Esch

Blumenkübel als absichtliches (Radweg-)Hindernis: Was es laut Stadt damit auf sich hat(te)

Ein massiver Blumenkübel blockiert mindestens zwei Tage lang den Anfang eines Radwegs in der rue du Canal. Die Stadt sagt: Der Topf stand mit Absicht dort. Was hat es damit auf sich?
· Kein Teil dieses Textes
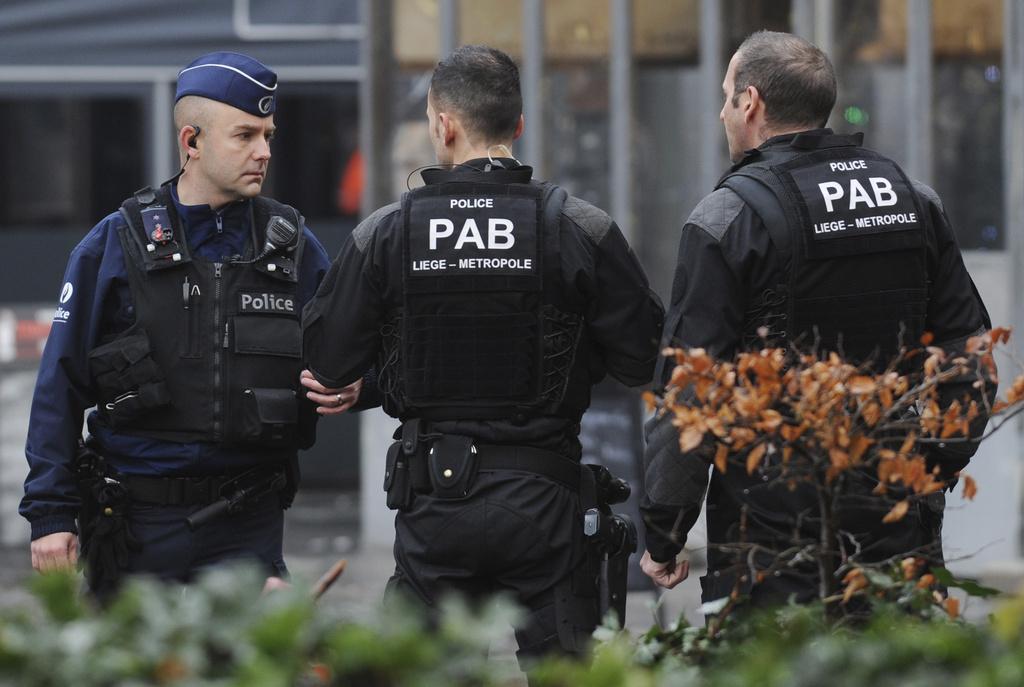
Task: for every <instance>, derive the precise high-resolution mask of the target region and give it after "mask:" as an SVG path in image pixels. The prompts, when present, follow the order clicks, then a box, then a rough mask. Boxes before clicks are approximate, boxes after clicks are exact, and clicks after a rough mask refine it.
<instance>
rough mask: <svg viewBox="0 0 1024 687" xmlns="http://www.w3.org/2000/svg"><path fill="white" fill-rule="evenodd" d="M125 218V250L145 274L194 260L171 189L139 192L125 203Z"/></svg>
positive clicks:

Hindernisparcours für Radfahrer: Auf dem Radweg in der Kanalstraße schmückt ein Blumenkübel den Weg

Hindernisparcours für Radfahrer: Auf dem Radweg in der Kanalstraße schmückt ein Blumenkübel den Weg Foto: Editpress/Tom Haas

Eigentlich sollte die neue verkehrsberuhigte Kanalstraße in Esch die Verkehrsteilnahme für Radfahrer und Fußgänger sicherer machen. Eigentlich. Doch mindestens zwei Tage lang blockierte nun ein schwerer, rostbrauner Blumenkübel den einspurigen Anfang des dortigen Radweges, der auf den Boulevard Prince Henri führt. Vielleicht war es Vandalismus – so war in der Tageblatt-Redaktion erst die Vermutung. Doch die Stellungnahme der Stadt überrascht: Nein, der Kübel steht mit Absicht dort. Die Pressestelle nennt die skurrile Platzierung eine „Maßnahme“. Die Begründung: „Da Autos/Transporter immer wieder über diesen Bereich gefahren sind, haben wir dort eine Absperrung platziert, um die Passanten zu schützen.“ Ob damit parkende oder entlangfahrende Fahrzeuge gemeint sind, geht nicht aus dem Schreiben hervor.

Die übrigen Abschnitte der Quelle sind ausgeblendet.